I’m not saying implementing it on a computer is impossible.  These different roles and impacts of neurochemicals and neural firing can all be abstracted away from biology. But in doing so, your computational theory must still recognize the functional difference between something that augments the rate of computation for a set of processes, versus the signals that constitute those computational processes themselves.

But even beyond this, I have another objection to this approach as well. I think it is built on a very limited and incorrect assumption about what emotions are for.

One can come from an intellectual tradition in which one conceives of emotions as driving cognition, rather than merely interrupting it. That would produce a very different type of model from those proposed by Simon and Brooks. The idea that emotions are primarily an “interrupt” seems to come from centuries-old theories about how emotions “mess up” otherwise “rational” thinker, and based on current research that seems to be completely wrong.

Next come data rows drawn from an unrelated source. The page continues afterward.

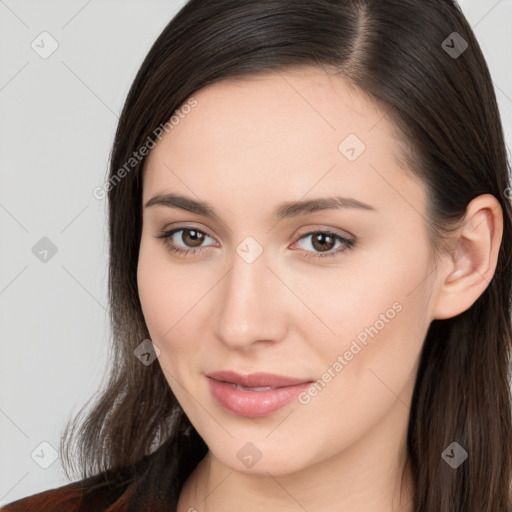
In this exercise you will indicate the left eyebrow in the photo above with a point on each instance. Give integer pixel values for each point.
(285, 210)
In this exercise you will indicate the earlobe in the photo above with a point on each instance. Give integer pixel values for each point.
(471, 265)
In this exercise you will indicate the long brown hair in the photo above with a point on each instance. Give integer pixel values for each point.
(445, 109)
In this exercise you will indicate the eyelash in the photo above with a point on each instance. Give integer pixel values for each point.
(349, 244)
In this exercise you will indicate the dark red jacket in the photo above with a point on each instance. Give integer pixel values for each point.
(93, 494)
(152, 485)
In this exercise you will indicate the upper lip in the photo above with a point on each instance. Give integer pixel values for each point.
(255, 380)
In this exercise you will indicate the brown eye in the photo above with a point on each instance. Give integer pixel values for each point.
(192, 237)
(323, 242)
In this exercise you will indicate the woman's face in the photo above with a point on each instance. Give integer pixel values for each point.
(326, 291)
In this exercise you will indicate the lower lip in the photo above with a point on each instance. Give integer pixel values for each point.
(253, 404)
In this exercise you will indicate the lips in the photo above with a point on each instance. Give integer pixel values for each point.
(254, 395)
(256, 380)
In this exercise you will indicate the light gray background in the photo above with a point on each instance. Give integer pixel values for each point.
(57, 120)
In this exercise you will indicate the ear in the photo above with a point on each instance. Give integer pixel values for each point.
(470, 266)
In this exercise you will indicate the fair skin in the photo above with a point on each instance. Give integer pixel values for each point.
(247, 147)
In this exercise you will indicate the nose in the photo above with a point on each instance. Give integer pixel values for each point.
(252, 305)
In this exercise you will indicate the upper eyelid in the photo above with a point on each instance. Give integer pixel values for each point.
(307, 232)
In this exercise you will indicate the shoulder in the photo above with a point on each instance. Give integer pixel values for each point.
(93, 494)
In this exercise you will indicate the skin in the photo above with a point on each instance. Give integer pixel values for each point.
(248, 146)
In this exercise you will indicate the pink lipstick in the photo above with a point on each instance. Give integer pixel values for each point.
(256, 394)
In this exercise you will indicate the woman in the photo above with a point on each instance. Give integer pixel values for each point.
(310, 269)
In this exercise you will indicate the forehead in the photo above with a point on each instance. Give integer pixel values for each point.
(285, 129)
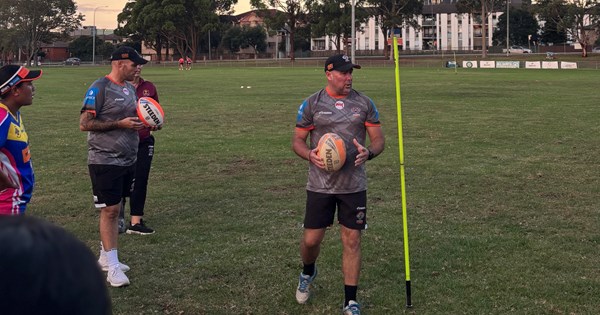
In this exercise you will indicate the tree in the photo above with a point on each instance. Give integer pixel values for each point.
(550, 33)
(577, 18)
(81, 47)
(481, 9)
(394, 14)
(36, 22)
(294, 11)
(334, 18)
(254, 37)
(522, 24)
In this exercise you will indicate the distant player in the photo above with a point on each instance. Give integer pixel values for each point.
(181, 63)
(188, 63)
(16, 171)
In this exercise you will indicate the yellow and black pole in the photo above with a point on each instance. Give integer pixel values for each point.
(402, 182)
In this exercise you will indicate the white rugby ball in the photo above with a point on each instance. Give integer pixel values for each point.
(332, 150)
(150, 112)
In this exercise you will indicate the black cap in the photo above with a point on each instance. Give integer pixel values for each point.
(127, 53)
(339, 62)
(11, 75)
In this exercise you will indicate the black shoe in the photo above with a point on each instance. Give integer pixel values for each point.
(140, 229)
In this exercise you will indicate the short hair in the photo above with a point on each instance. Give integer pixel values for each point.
(46, 270)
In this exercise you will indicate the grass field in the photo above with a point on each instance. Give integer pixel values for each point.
(502, 190)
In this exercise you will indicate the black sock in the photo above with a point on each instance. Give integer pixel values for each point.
(309, 269)
(350, 293)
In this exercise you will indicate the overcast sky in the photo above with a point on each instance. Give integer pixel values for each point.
(106, 14)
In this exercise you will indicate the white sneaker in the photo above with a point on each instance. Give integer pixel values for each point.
(103, 262)
(117, 278)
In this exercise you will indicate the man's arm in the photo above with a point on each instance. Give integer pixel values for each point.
(301, 149)
(377, 145)
(88, 122)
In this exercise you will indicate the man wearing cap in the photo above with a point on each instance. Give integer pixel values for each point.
(352, 115)
(16, 171)
(109, 116)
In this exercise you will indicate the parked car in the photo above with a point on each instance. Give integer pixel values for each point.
(73, 61)
(518, 50)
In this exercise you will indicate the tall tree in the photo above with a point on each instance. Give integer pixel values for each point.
(522, 23)
(395, 14)
(295, 12)
(37, 22)
(577, 18)
(481, 9)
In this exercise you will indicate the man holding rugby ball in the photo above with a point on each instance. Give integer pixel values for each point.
(110, 118)
(352, 115)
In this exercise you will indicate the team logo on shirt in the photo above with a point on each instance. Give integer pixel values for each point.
(360, 217)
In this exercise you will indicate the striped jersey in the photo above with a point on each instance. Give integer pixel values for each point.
(348, 117)
(15, 162)
(111, 101)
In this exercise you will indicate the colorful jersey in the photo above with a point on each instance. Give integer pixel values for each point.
(348, 117)
(147, 89)
(111, 101)
(15, 162)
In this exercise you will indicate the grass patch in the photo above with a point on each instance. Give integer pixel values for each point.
(502, 191)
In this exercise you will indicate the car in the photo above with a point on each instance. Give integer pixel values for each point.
(518, 50)
(73, 61)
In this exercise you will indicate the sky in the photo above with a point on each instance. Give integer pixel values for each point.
(106, 14)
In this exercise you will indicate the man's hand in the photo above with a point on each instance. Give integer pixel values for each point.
(363, 153)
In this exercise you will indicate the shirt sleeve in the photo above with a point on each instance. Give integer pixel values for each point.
(304, 120)
(94, 98)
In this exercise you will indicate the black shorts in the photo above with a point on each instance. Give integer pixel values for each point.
(110, 183)
(320, 210)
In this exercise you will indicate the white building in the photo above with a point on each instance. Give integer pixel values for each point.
(442, 28)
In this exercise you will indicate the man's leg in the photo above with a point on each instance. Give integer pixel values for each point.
(351, 261)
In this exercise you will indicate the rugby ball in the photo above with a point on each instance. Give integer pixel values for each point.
(332, 150)
(150, 112)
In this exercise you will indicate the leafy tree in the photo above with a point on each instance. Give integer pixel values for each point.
(480, 9)
(36, 22)
(394, 14)
(576, 18)
(255, 37)
(294, 13)
(522, 23)
(334, 18)
(550, 33)
(81, 47)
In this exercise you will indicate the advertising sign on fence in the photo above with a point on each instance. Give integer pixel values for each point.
(487, 64)
(568, 65)
(533, 65)
(549, 64)
(507, 64)
(469, 64)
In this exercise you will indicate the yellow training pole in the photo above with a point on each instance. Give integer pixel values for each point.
(402, 184)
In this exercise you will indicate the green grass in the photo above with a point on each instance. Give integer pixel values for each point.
(502, 188)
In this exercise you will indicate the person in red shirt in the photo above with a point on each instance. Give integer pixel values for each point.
(188, 63)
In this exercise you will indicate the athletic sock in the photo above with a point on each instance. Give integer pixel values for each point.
(350, 293)
(112, 258)
(309, 269)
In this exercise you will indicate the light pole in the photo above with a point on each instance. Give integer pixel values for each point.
(507, 26)
(94, 35)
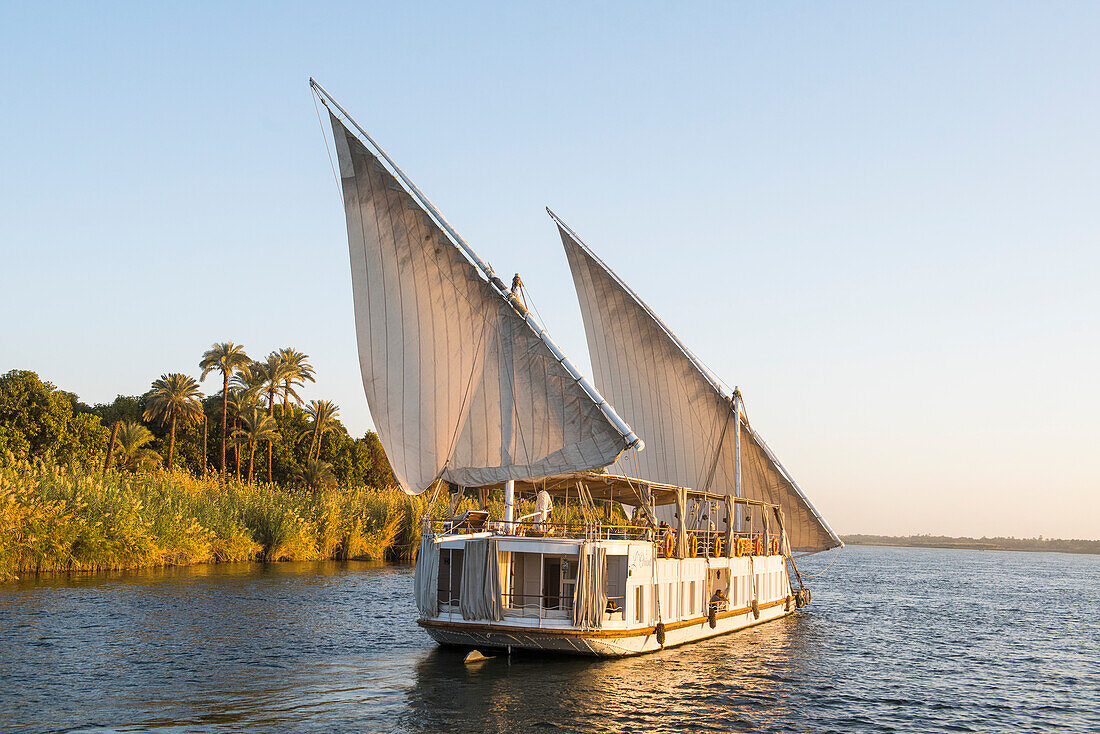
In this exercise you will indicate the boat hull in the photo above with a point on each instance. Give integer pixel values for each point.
(600, 643)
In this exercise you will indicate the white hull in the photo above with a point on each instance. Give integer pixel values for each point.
(597, 643)
(657, 596)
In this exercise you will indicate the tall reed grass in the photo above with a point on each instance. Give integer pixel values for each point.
(54, 519)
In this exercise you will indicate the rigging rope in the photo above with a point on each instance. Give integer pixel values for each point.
(326, 139)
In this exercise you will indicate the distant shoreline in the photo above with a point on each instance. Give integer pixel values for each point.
(1031, 545)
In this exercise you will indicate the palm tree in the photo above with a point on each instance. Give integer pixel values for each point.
(296, 372)
(274, 372)
(317, 474)
(175, 397)
(323, 414)
(228, 359)
(132, 452)
(241, 401)
(255, 427)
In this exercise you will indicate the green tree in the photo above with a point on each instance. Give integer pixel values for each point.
(323, 416)
(241, 401)
(317, 474)
(33, 415)
(132, 451)
(296, 372)
(175, 397)
(275, 372)
(255, 427)
(84, 442)
(226, 358)
(40, 422)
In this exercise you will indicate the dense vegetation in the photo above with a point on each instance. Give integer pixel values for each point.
(1040, 544)
(175, 426)
(174, 477)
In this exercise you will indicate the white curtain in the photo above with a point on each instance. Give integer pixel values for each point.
(427, 577)
(480, 598)
(590, 599)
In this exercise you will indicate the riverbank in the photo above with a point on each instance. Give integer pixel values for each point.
(58, 519)
(1032, 545)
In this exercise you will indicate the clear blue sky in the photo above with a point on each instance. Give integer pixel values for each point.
(881, 220)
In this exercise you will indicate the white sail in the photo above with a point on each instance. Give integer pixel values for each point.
(675, 404)
(460, 384)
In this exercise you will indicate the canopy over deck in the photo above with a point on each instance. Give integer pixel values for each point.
(617, 488)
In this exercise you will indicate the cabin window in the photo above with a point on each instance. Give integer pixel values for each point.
(551, 582)
(450, 576)
(615, 587)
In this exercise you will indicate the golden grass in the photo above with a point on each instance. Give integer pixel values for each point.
(55, 519)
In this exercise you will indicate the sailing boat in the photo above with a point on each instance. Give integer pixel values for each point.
(468, 391)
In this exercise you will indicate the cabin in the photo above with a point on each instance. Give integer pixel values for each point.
(634, 555)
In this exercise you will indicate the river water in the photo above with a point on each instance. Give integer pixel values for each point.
(897, 639)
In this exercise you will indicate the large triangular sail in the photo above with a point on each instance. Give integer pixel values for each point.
(675, 404)
(462, 384)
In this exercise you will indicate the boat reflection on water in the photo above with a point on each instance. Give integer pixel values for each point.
(736, 682)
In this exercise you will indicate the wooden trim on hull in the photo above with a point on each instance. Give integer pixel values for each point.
(475, 627)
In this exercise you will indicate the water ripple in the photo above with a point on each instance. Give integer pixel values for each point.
(897, 641)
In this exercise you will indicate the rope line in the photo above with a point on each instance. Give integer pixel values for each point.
(326, 139)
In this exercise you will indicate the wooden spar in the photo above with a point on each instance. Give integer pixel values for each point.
(509, 501)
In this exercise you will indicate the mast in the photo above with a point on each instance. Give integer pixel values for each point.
(737, 453)
(631, 439)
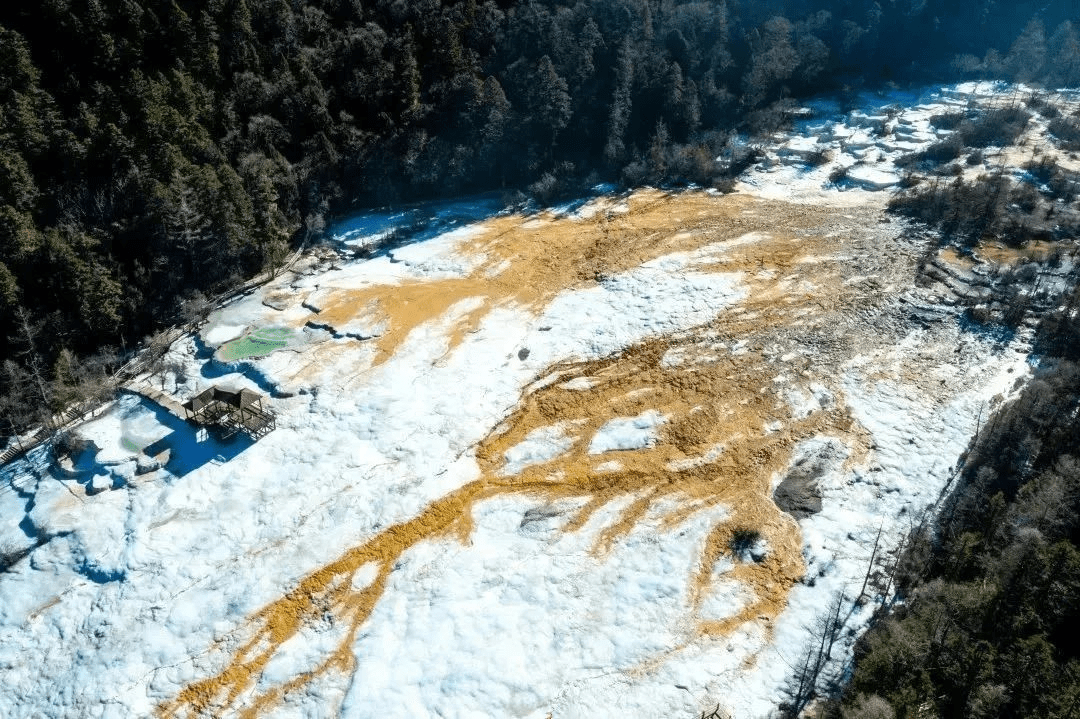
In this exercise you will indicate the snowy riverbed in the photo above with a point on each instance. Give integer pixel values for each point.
(163, 559)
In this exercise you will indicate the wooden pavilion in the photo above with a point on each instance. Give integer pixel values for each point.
(230, 411)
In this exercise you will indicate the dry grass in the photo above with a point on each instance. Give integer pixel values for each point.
(804, 268)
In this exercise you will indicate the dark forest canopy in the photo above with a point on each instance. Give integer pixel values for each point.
(152, 150)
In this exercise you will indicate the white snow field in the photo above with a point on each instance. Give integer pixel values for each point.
(510, 459)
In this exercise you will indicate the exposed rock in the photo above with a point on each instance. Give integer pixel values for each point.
(799, 492)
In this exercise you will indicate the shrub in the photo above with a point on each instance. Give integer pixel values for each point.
(743, 541)
(947, 120)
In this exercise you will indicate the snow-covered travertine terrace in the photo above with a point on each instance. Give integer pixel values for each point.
(509, 465)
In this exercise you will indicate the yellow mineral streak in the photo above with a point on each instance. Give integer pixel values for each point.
(721, 392)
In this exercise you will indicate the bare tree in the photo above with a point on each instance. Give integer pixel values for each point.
(802, 686)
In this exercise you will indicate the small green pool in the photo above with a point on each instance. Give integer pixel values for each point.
(256, 343)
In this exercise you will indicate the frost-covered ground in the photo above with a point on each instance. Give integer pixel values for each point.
(510, 459)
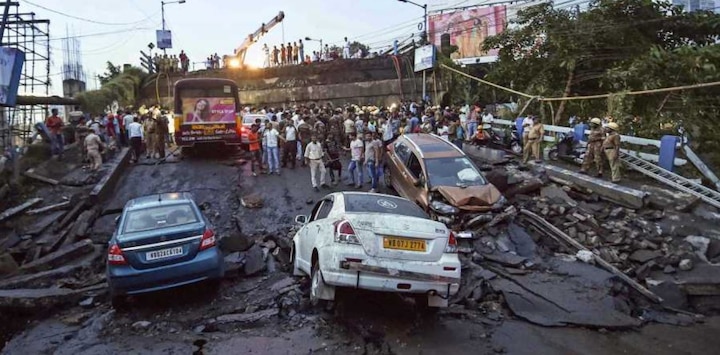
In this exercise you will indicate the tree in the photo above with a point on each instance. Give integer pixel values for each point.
(111, 72)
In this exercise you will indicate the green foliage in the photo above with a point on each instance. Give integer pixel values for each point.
(122, 87)
(111, 72)
(616, 47)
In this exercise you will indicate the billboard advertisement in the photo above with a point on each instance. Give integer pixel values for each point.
(424, 57)
(11, 62)
(468, 29)
(164, 39)
(207, 119)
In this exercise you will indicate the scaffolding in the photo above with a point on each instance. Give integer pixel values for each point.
(31, 35)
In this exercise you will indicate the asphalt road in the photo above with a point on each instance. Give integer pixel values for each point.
(364, 323)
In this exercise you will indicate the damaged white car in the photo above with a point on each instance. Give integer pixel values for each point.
(376, 242)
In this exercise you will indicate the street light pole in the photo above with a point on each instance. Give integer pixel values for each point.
(426, 40)
(162, 13)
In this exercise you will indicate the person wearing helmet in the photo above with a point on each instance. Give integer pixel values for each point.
(594, 147)
(611, 146)
(536, 132)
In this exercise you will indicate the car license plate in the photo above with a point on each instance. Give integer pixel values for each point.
(164, 253)
(403, 244)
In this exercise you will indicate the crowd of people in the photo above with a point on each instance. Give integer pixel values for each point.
(294, 53)
(173, 63)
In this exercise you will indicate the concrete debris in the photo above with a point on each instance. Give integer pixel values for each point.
(143, 324)
(236, 242)
(685, 265)
(17, 209)
(8, 265)
(254, 261)
(60, 257)
(31, 174)
(55, 207)
(247, 317)
(252, 201)
(41, 299)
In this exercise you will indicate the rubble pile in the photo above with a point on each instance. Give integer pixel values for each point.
(47, 257)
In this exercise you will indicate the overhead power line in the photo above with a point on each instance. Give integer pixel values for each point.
(89, 20)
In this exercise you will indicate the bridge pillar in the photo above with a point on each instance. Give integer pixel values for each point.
(667, 154)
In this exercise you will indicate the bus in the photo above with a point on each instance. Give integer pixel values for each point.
(207, 110)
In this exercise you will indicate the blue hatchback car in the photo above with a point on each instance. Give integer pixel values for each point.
(161, 241)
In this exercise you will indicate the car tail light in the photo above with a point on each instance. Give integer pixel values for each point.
(344, 233)
(115, 256)
(208, 239)
(452, 243)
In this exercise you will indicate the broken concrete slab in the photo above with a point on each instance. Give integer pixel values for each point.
(645, 255)
(252, 201)
(60, 257)
(622, 195)
(47, 278)
(554, 192)
(578, 294)
(41, 299)
(55, 207)
(254, 261)
(17, 209)
(42, 223)
(247, 317)
(8, 266)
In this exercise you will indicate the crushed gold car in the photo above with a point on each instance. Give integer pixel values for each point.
(440, 178)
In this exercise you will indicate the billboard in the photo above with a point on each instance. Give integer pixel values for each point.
(208, 119)
(424, 57)
(468, 29)
(164, 39)
(11, 62)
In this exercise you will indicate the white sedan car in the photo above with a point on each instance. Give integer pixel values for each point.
(375, 242)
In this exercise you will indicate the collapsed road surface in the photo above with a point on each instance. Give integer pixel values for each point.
(260, 308)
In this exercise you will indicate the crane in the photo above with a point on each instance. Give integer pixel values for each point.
(254, 37)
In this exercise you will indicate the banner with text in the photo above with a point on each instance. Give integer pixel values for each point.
(468, 29)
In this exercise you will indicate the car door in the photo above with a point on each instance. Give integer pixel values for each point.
(412, 172)
(311, 235)
(399, 156)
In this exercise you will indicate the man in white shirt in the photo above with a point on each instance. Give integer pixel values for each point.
(270, 135)
(313, 157)
(373, 154)
(290, 144)
(346, 49)
(135, 133)
(357, 149)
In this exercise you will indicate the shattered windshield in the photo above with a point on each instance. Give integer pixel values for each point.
(458, 171)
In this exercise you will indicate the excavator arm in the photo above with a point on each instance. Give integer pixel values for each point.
(254, 37)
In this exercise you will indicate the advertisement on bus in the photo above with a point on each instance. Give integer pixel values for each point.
(468, 30)
(208, 119)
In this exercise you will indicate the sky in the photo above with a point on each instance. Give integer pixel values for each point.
(116, 30)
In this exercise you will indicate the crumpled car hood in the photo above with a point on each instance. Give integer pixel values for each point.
(471, 198)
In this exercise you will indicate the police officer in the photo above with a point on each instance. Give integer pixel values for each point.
(594, 147)
(611, 146)
(536, 132)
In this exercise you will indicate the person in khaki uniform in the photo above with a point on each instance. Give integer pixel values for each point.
(535, 135)
(594, 147)
(149, 130)
(93, 145)
(611, 146)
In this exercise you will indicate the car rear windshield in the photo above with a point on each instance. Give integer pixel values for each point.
(382, 204)
(457, 171)
(159, 217)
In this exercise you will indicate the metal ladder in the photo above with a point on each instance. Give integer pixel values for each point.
(710, 196)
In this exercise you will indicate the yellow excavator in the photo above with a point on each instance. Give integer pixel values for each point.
(238, 59)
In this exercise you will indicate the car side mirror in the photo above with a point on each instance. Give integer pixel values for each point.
(301, 219)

For example, Schore (1994 “Affect Regulation and the Origin of Self”) begins from a developmental and clinical perspective, and when he looks at the neurophysiological data it makes as much sense to speak of cognition as emerging out of basic emotional activity, rather than emotional activity interrupting/interfering with/augmenting cognitive activity.

Personally, I think the notion of emotions as an interrupt mechanism springs from a basic faulty (unspoken) philosophical assumption: there can be such a thing as “pure” cognition without emotion.

I know this assumption is there for many researchers, and I fear we will have to move beyond it if we ever want to really understand emotions or implement them in machines.